1. You have an amazing aerial photograph of the Kremlin that was featured on international media sites last year: how did that happen?
I got a commission from a book company to get Red Square and the Kremlin by drone and they said 'if you get the photo Amos, we'd be delighted but if you get caught you're on your own'. It was pretty risky, there are secret service, KGB, guys all around there but I got into this spot and used the traffic noise to hide the drone sound. I had it up for just two or three minutes and got this shot where you can see right inside the Kremlin. Then I brought it down, and while it was still flying shoved it into my case and ran down an alleyway, jumped a fence, dived into the back of this cafe and just downloaded the images to as many places as I could.
2. What led you into photography?
I grew up in a family of journalists (father is writer Geoff Chapple, sister Irene works for CNN) and photography seemed like the best way for me to get into the newsroom. No, I wasn't academic at school at all. Basically my childhood was barefoot and fancy free until school when life got real. We travelled around the South Island at one stage for my dad's work and I remember going to sleep in a bed that was humming with cars passing by out the window. Maybe that's what gave me a taste for the road. I got ushered out of my first primary school and at my second one, popularity seemed to be based on lunchtime fights or wrestling matches. Luckily I was pretty good at those. High school was just weird - we were all white, middle class and everything was kind of sweet in the world so we created our own adversity in our social circles and it became a really awful atmosphere.
3. Was it a bit Lord of the Flies?
A bit. It damaged a lot of people. I'll bump into people from my year now and we'll talk about it. Some never recovered. I was a bit all over the place at school. Didn't really understand why I was there. It's all a bit of a blur. People will say to me now 'remember Amos when the teacher turned around to write on the board and you jumped out the window' and I really can't remember that at all.

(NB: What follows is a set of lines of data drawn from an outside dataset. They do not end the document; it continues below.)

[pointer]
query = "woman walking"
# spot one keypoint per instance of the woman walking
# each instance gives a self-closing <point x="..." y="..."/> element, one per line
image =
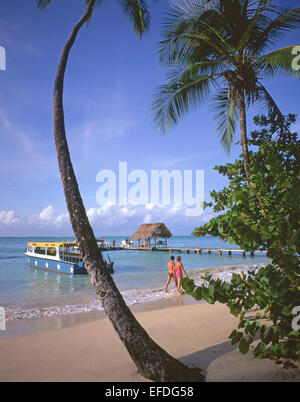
<point x="178" y="272"/>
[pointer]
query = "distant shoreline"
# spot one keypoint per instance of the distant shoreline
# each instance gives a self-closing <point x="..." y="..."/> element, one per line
<point x="137" y="300"/>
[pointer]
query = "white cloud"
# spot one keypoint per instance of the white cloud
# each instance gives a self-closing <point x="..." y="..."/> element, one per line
<point x="108" y="219"/>
<point x="9" y="218"/>
<point x="48" y="216"/>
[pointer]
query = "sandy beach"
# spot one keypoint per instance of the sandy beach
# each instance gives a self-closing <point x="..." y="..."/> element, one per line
<point x="197" y="334"/>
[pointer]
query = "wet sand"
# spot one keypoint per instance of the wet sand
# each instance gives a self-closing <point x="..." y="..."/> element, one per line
<point x="88" y="349"/>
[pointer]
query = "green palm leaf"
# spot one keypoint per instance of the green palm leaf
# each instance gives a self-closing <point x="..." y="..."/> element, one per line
<point x="173" y="100"/>
<point x="225" y="112"/>
<point x="138" y="13"/>
<point x="279" y="61"/>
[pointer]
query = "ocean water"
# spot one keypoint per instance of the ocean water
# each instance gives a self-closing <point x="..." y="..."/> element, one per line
<point x="140" y="275"/>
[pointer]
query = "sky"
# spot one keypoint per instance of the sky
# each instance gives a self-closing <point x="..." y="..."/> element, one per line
<point x="110" y="81"/>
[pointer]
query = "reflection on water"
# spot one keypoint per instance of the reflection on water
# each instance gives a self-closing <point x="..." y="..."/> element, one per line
<point x="140" y="275"/>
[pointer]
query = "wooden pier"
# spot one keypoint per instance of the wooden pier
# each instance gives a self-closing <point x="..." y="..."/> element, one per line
<point x="188" y="250"/>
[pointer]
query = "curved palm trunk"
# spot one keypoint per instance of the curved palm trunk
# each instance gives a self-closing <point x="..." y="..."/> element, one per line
<point x="151" y="360"/>
<point x="244" y="134"/>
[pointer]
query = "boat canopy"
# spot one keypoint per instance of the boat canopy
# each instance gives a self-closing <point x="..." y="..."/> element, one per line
<point x="50" y="244"/>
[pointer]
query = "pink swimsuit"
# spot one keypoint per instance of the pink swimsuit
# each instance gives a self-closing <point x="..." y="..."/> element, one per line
<point x="178" y="267"/>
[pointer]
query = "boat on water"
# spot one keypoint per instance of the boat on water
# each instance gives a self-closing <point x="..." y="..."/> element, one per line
<point x="59" y="257"/>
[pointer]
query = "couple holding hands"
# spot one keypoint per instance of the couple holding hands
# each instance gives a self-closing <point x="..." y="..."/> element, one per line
<point x="175" y="272"/>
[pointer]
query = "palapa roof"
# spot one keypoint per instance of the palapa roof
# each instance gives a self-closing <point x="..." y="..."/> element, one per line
<point x="152" y="230"/>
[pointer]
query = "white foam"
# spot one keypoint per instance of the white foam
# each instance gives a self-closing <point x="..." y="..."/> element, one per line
<point x="133" y="296"/>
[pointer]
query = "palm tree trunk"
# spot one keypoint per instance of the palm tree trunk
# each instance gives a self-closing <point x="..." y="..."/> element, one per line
<point x="244" y="134"/>
<point x="151" y="360"/>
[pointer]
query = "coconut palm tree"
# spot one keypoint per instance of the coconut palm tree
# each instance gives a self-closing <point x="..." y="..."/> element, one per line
<point x="150" y="359"/>
<point x="215" y="50"/>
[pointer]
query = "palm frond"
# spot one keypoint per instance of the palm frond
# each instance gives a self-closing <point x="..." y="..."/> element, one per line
<point x="226" y="113"/>
<point x="182" y="19"/>
<point x="286" y="20"/>
<point x="264" y="98"/>
<point x="138" y="13"/>
<point x="173" y="100"/>
<point x="279" y="61"/>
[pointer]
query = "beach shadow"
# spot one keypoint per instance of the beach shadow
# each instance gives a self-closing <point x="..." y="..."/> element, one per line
<point x="203" y="358"/>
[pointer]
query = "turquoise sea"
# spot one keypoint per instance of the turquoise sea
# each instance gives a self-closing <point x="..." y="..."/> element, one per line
<point x="140" y="275"/>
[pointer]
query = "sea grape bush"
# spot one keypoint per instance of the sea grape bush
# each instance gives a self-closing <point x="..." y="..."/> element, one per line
<point x="261" y="214"/>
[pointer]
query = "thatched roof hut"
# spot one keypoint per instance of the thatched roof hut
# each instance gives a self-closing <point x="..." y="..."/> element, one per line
<point x="149" y="231"/>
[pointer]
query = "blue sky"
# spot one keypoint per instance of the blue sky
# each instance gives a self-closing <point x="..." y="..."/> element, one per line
<point x="110" y="81"/>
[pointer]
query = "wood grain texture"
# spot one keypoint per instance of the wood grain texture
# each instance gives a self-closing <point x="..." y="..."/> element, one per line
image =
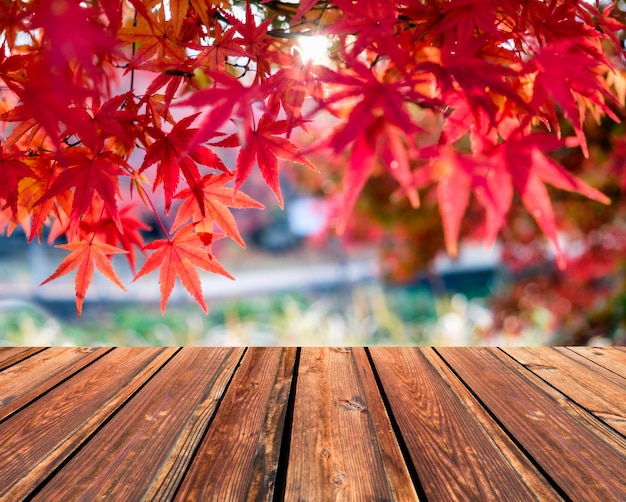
<point x="37" y="439"/>
<point x="334" y="454"/>
<point x="589" y="389"/>
<point x="454" y="456"/>
<point x="28" y="379"/>
<point x="607" y="357"/>
<point x="584" y="457"/>
<point x="145" y="448"/>
<point x="363" y="424"/>
<point x="524" y="468"/>
<point x="396" y="470"/>
<point x="12" y="355"/>
<point x="265" y="466"/>
<point x="222" y="468"/>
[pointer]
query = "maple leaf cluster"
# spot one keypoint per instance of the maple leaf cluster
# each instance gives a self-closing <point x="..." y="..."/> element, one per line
<point x="142" y="104"/>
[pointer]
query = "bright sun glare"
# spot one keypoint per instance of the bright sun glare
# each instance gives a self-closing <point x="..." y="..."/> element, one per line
<point x="314" y="49"/>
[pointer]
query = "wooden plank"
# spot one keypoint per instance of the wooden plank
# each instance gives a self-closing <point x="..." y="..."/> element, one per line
<point x="607" y="357"/>
<point x="12" y="355"/>
<point x="222" y="468"/>
<point x="598" y="395"/>
<point x="596" y="367"/>
<point x="28" y="379"/>
<point x="456" y="458"/>
<point x="265" y="466"/>
<point x="334" y="453"/>
<point x="396" y="470"/>
<point x="37" y="439"/>
<point x="144" y="450"/>
<point x="583" y="456"/>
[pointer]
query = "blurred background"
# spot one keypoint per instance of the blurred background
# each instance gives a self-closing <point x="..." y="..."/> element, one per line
<point x="385" y="282"/>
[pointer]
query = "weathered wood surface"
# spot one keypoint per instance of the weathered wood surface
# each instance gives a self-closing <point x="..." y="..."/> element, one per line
<point x="313" y="424"/>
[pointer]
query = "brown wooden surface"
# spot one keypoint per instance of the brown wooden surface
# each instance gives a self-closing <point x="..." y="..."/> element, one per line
<point x="313" y="424"/>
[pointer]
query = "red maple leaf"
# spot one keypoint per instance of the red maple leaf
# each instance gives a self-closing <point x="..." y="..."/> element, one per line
<point x="99" y="223"/>
<point x="88" y="173"/>
<point x="172" y="154"/>
<point x="227" y="99"/>
<point x="567" y="71"/>
<point x="83" y="255"/>
<point x="12" y="169"/>
<point x="217" y="199"/>
<point x="264" y="146"/>
<point x="530" y="168"/>
<point x="178" y="257"/>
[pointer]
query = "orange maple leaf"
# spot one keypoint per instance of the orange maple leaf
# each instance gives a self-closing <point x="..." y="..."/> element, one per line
<point x="82" y="257"/>
<point x="217" y="199"/>
<point x="177" y="257"/>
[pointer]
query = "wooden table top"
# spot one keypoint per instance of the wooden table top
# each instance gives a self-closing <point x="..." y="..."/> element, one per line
<point x="313" y="424"/>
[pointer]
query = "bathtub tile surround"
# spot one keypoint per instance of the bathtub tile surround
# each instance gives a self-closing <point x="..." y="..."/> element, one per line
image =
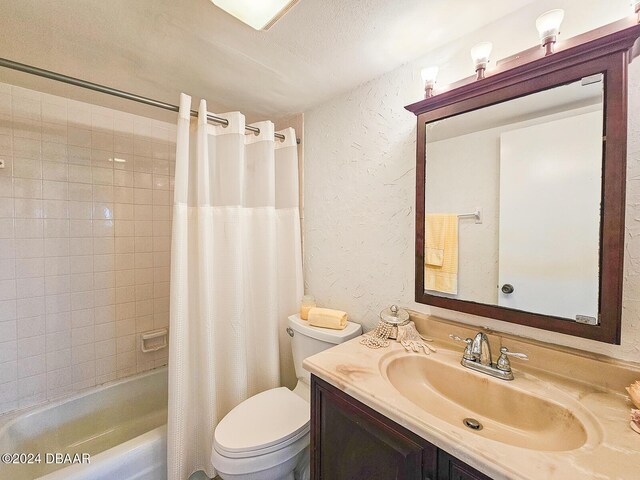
<point x="85" y="226"/>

4. When did you find your thing?
I was about 15 when I really found photography. I remember getting a picture of my mate jumping this big dangerous drop at school and our two friends were in the tree watching him jump with this look of shock and glee on their faces that he would even try it. That moment was just amazing. Now everyone can do it with digital and slow-mo but then it felt really incredible to be able to freeze that moment forever. At 17 Istarted pestering the Herald for a job.